The word ‘stroke’ is the term used when the blood supply to the brain is cut off and the brain does not receive the oxygen it needs and the result is damage to the brain cells. Unlike other cells in the body, brain cells do not regenerate and so the body functions controlled by the damaged brain cells are affected.
There are three main causes of stroke:
- Cerebral Thrombus – a blood clot which forms in a brain artery, blocking the flow of blood to the brain.
- Cerebral Embolus – a blood clot or an air bubble or fat globule which is formed in one part of the circulating blood and which travels to a brain artery, lodging there and cutting off the supply of blood.
- Cerebral Haemorrhage – the rupturing of a brain artery, resulting in bleeding into the surrounding area of the brain.
Those are at risk of getting a stroke
The chance of a stroke increases with age and the majority of strokes happen to people over 65, but a quarter occur in younger patients. Stroke occasionally happens in childhood.
There are, however, a number of major factors, which increase the risk:
- high blood pressure;
- smoking;
- physical inactivity, poor diet and obesity;
- diabetes;
- excessive alcohol intake;
- past history of transient ischaemic attack (TIA or ‘mini-stroke’);
- past history of an irregular heart beat or cardiovascular disease such as a heart attack.
Medical treatment
Medication is available that helps reduce the chance of having a stroke. This includes a daily dose of aspirin. In people at high risk of a stroke or who have already had a stroke, dipyridamole may be added to the aspirin. Clopidogrel may be given as an alternative in patients who have already had a stroke, myocardial infarction or transient ischaemic attack In healthy individuals aspirin can cause bleeding and may be more harmful than beneficial.
People who have raised cholesterol or lipids in their blood should either change their diet or take tablets to reduce these levels. People with irregular heart beats, (“atrial fibrillation”), should be on warfarin to reduce the chance of having a stroke.
Most of them have a greater or lesser degree of loss of movement, which in most cases, happily, improves over time. Some stroke patients may also suffer from numbness and/or tingling in the affected area of the body.
The causes of pain after stroke
Essentially, there are two major causes of pain following a stroke.
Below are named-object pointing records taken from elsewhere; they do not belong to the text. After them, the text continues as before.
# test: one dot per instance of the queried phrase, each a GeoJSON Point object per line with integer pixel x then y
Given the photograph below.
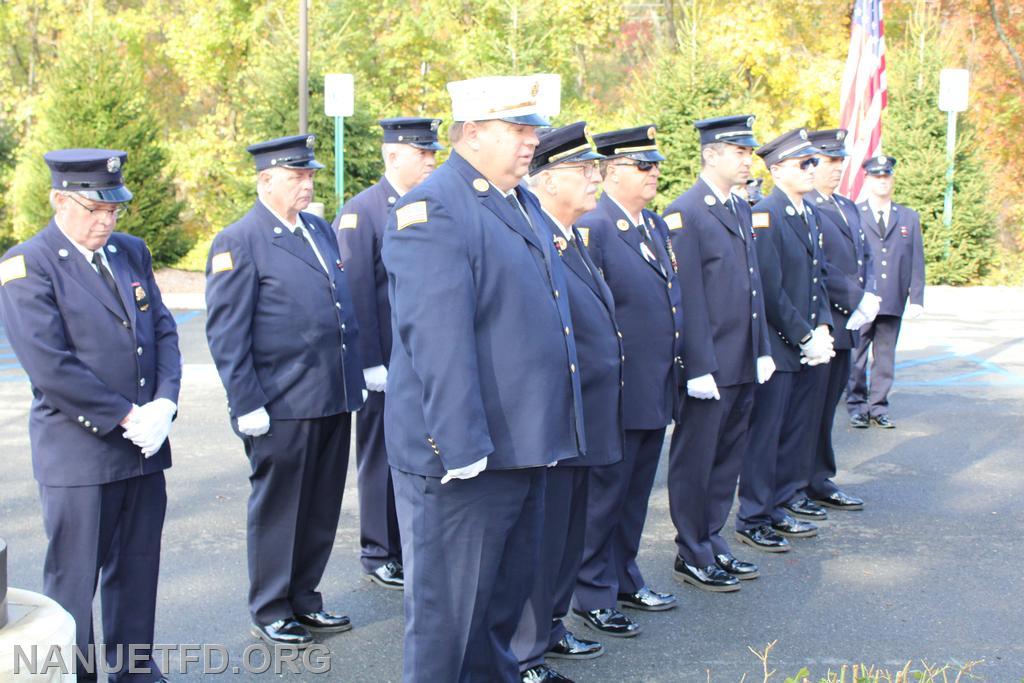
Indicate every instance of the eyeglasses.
{"type": "Point", "coordinates": [642, 166]}
{"type": "Point", "coordinates": [116, 212]}
{"type": "Point", "coordinates": [588, 169]}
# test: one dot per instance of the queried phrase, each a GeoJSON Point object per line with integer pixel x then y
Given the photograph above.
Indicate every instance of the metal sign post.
{"type": "Point", "coordinates": [952, 98]}
{"type": "Point", "coordinates": [339, 101]}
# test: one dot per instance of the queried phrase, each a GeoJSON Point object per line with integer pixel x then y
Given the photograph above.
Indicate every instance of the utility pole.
{"type": "Point", "coordinates": [303, 67]}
One is due to the immobility that occurs following a stroke. The second is due to a problem known as central post-stroke pain. Examples of pains that follow a stroke as a result of disability are frozen joints, particularly the shoulder and muscular pains due to the spasms that may occur.
Frozen shoulder
The commonest pain following stroke is “frozen shoulder”. This is a pain which is felt in the shoulder when the joint is moved, and sometimes even when lying on it. It is due to inability to move the joint freely by voluntary means, so that the tissues gum up and the joint becomes “frozen”.
If you are truing to minimise the pain, you may prevent your joint moving too much. In fact, you should ensure that your joint moves through its entire range of movements at least twice a day, (perhaps with the help of a relative or friend). The movements will have been shown to you by a physiotherapist soon after the acute stroke, before any freezing sets in.
If the shoulder becomes frozen despite everything, your doctor can send you to a pain clinic or other specialist service in a hospital where the shoulder can be injected which frees the gummed up tissues so that movement therapy can recommence.
These include treatments aimed at the muscles such as acupuncture and the use of a transcutaneous nerve stimulator. Care with a transcutaneous nerve stimulator should be undertaken if there is numbness. An injection just above the shoulder blade (suprascapular nerve block) can also be helpful in reducing the muscle spasm and alleviating frozen shoulder.